Efforts are needed for an equitable distribution of income
If resources are to be used efficiently and production located where it is most favourable, some groups will lose out from trade. Some production may be shut down because others do it better and cheaper. The new jobs that are created may require a different level of education and be concentrated in new geographical areas – meaning that jobs are lost in other areas. In this way, trade can lead to increased income inequality in a country – unless other measures are taken at the same time. Examples include labour market measures, new infrastructure, education and training, and expanded social safety nets that allow the entire population to benefit from the advantages of trade.

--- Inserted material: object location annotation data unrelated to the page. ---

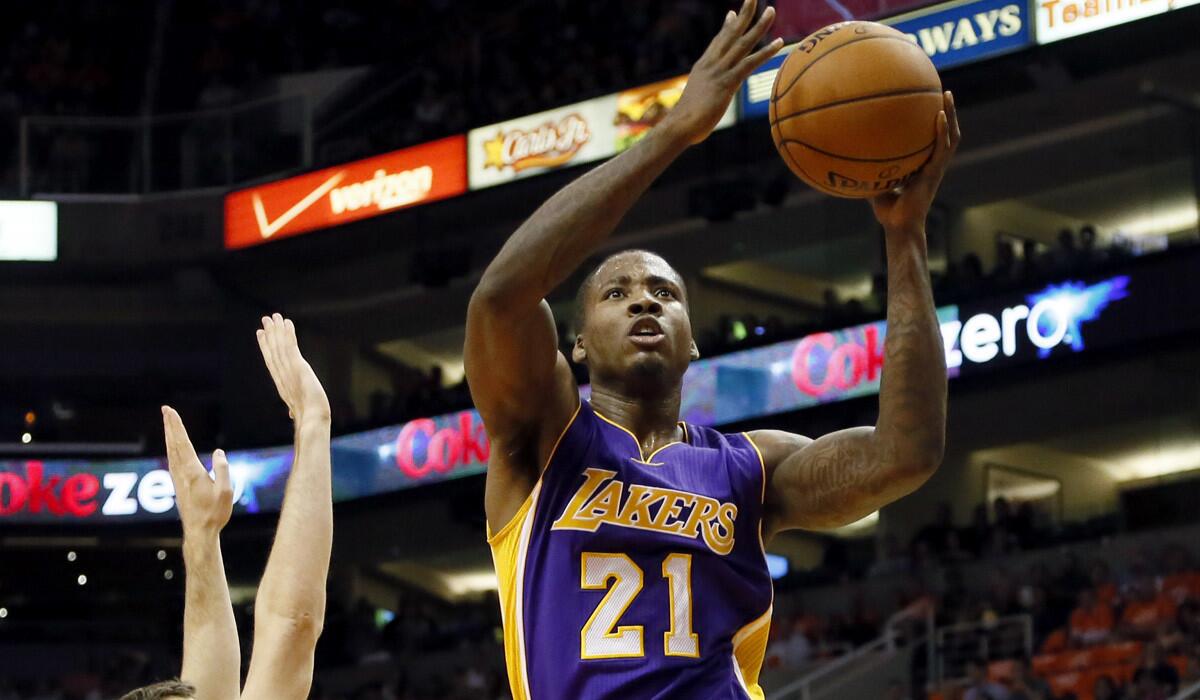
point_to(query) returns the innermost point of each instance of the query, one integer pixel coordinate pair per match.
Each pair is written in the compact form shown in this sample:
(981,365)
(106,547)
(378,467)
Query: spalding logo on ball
(855,107)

How the National Board of Trade contributes to sustainable development
The National Board of Trade works to create favourable conditions for developing countries to participate in international trade and contribute to sustainable development. We do this through long-term cooperation with developing countries, educational initiatives and export promotion activities. We also work to influence the EU's trade policy in a way that is favourable to developing countries and promote an equitable trade system. But no two countries are the same. What works in one country does not necessarily work in another. It is therefore important to analyse trade policy and its consequences at a national level. Cooperation with the National Board of Trade can, for example, mean that the partner country receives support in making such an analysis.